L’attacco al più grande ospedale di Haiti
Una banda criminale ha ucciso due giornalisti e un poliziotto presenti alla cerimonia di riapertura della struttura, che era chiusa da marzo
Martedì alcuni uomini armati appartenenti a una banda criminale hanno attaccato le persone presenti alla cerimonia di riapertura del più grande ospedale di Haiti, nella capitale Port-au-Prince, che era chiuso da marzo: nell’attacco sono stati uccisi due giornalisti e un poliziotto, e molte altre persone sono state ferite.

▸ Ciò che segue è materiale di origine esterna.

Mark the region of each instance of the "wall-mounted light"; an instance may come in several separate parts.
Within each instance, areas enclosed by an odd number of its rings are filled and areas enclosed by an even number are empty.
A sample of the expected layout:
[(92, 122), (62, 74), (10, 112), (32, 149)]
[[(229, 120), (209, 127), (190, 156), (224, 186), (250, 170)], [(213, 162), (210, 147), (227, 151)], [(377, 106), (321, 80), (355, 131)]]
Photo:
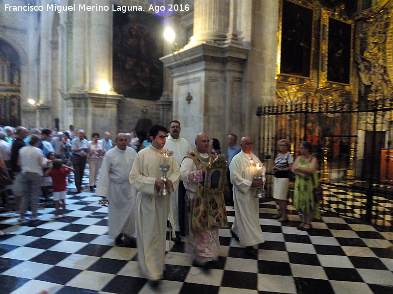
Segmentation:
[(109, 91), (111, 91), (111, 85), (108, 81), (102, 80), (100, 81), (98, 86), (98, 92), (102, 94), (107, 94)]
[[(171, 27), (167, 26), (165, 30), (164, 31), (164, 38), (169, 42), (171, 43), (173, 42), (176, 37), (174, 31), (172, 29)], [(173, 48), (172, 49), (173, 51), (177, 51), (179, 50), (178, 45), (177, 43), (173, 43)]]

Haiti ha quasi 12 milioni di abitanti e occupa la parte ovest dell’isola di Hispaniola, nei Caraibi (l’altra parte è occupata dalla Repubblica Dominicana). Più dell’80 per cento della capitale Port-au-Prince è controllato da bande criminali. L’ospedale attaccato martedì, che appartiene all’università statale di Haiti, era stato chiuso dopo che le bande criminali ne avevano preso il controllo a marzo, ed era stato ripreso dalle autorità del paese solo in estate.
La cerimonia di martedì era stata organizzata per inaugurare la riapertura al pubblico dell’ospedale: le persone presenti stavano aspettando l’arrivo del ministro della Salute del paese, Duckenson Lorthe Blema, oltre a un autobus che doveva portare sul posto diversi altri giornalisti. Intorno alle 11 del mattino, però, alcuni uomini armati hanno sparato sulle persone in attesa davanti all’ospedale. I due giornalisti uccisi si chiamavano Markenzy Nathoux e Jimmy Jean. L’attacco è stato rivendicato da una coalizione di varie bande criminali chiamata Viv Ansanm, che significa “vivere insieme”, tra le più potenti del paese.
In un video Leslie Voltaire, presidente del consiglio presidenziale di transizione, ha detto che l’attacco è stato «inaccettabile» e che «non rimarrà senza conseguenze». Voltaire è da ottobre a capo del consiglio, che dovrebbe esercitare alcuni poteri che spetterebbero al presidente di Haiti, la cui carica è formalmente vacante dall’assassinio del presidente Jovenel Moïse nel 2021. Negli ultimi anni il ruolo era stato ricoperto ad interim dal primo ministro Ariel Henry, che si era dimesso a marzo, dopo settimane di intensi scontri e violenze compiute dalle bande contro stazioni di polizia, prigioni e sedi delle istituzioni.